Feature-based approaches have reached a relative maturity and some comparative evaluations of their performance have been carried out, such as [88] and [89]. These evaluations are useful to choose the most suitable extractor and descriptor to a specific application.

4.2. Methods Based on the Global Appearance of Scenes
4.2.1. General Issues

The approaches based on the global appearance of scenes work with the images as a whole, without extracting any local information. Each image is represented by means of a unique descriptor, which contains information on its global appearance. This kind of methods presents some advantages in dynamic and/or poorly structured environments, where it is difficult to extract stable characteristic features or regions from a set of scenes. These approaches lead to conceptually simpler algorithms since each scene is described by means of only one descriptor. Map creation and localization can be achieved just storing and comparing pairwise these descriptors. As a drawback, extracting metric relationships from this information is difficult; thus this family of techniques is usually employed to build topological maps (unless the visual information is combined with other sensory data, such as odometry). Despite their simplicity, several difficulties must be faced when using these techniques. Since no local information is extracted from the scenes, it is necessary to use any compression and description method that make the process computationally feasible. Nevertheless, the current image description and compression methods permit optimising the size of the databases to store the necessary information and carrying out the comparisons between scenes with a relative computational efficiency. Occasionally, these descriptors do not present invariance neither to changes in the robot orientation or in the lighting conditions nor to other changes in the environment (position of objects, doors, etc.). They will also experience some problems in environments where visual aliasing is present, which is a common phenomenon in indoor environments with repetitive visual structures.

In spite of these disadvantages, techniques based on global appearance constitute a systematic and intuitive alternative to solve the mapping and localization problems. In the works that make use of this approach, these tasks are usually addressed in two steps. The first step consists in creating a model of the environment. In this step, the robot captures a set of images and describes each of them by means of a unique descriptor and, from the information of these descriptors, a map is created and some relationships are established between images or robot poses. This step is known as learning phase. Once the environment has been modelled, in the second step, the robot carries out the localization by capturing an image, describing it, and comparing this descriptor with the descriptors previously stored in the model. This step is also known as test or auto-localization phase.

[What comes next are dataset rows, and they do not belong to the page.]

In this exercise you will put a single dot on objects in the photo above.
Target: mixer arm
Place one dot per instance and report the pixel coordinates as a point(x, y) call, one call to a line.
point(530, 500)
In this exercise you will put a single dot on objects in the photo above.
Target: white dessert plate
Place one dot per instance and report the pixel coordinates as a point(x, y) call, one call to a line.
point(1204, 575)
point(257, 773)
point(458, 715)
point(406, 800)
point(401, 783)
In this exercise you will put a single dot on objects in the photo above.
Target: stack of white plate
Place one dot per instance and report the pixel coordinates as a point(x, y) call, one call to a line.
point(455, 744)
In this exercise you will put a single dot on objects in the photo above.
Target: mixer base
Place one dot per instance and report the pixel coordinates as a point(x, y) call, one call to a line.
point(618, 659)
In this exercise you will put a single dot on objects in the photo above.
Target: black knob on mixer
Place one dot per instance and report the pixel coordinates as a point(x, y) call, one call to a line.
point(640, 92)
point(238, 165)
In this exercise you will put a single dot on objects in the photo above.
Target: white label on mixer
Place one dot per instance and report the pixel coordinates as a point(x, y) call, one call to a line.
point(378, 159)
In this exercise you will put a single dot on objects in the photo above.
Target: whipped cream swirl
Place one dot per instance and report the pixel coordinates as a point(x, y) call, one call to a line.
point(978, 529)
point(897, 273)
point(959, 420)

4.2.2. Global Appearance Descriptors

The key to the proper functioning of this kind of methods is in the global description algorithm used. Different alternatives can be found in the related literature. Some of the pioneer works on this approach were developed by Matsumoto et al. [90] and make a direct comparison between the pixels of a central region of the scenes using a correlation process. However, considering the high computational cost of this method, the authors started to build some descriptors that stored global information from the scenes, using depth information estimated through stereo divergence [91].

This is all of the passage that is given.